Registry-Coverage CI Gate

Design doc for issue #2405. Implementation tracked in #2406.

Problem

A class of bug recurs: a registry gets a new entry, but peer files don’t, and the bug ships. Receipts:

  • #2347 — 3 missing DEFAULT_EXPERTS entries; the schema, MCP tool, and contract test were updated but the runtime registry wasn’t.
  • #2344BuiltInExpertTypeSchema missing qa. Same shape, different missing peer.
  • #2315NEXUS_DATA_DIR env var was rolled out across most callsites but missed 10. Each missed callsite was a latent prod bug.

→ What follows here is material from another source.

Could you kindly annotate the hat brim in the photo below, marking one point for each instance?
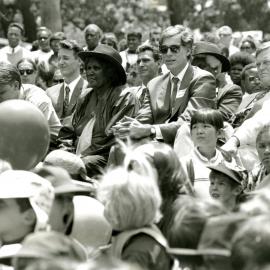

These aren’t sloppy work — they’re systematic gaps. Adding an entry to a registry requires touching N files, and the contract is implicit (knowledge of the codebase, not encoded). When the contract is implicit, junior contributors and AI agents both miss peer files.

scripts/inject-governance.ts check already enforces wiring completeness for documentation registries (CLAUDE.md tool table, README tool table, server.json count, etc.). This design extends the same idea to behavioral registries.

Goals

  1. Catch the class of bug — when a registry changes, fail CI if known peer files don’t.
  2. Mechanical — no judgment required; the gate either fires or doesn’t.
  3. Cheap to add a new registry — a new manifest entry is the only change; no code changes per registry.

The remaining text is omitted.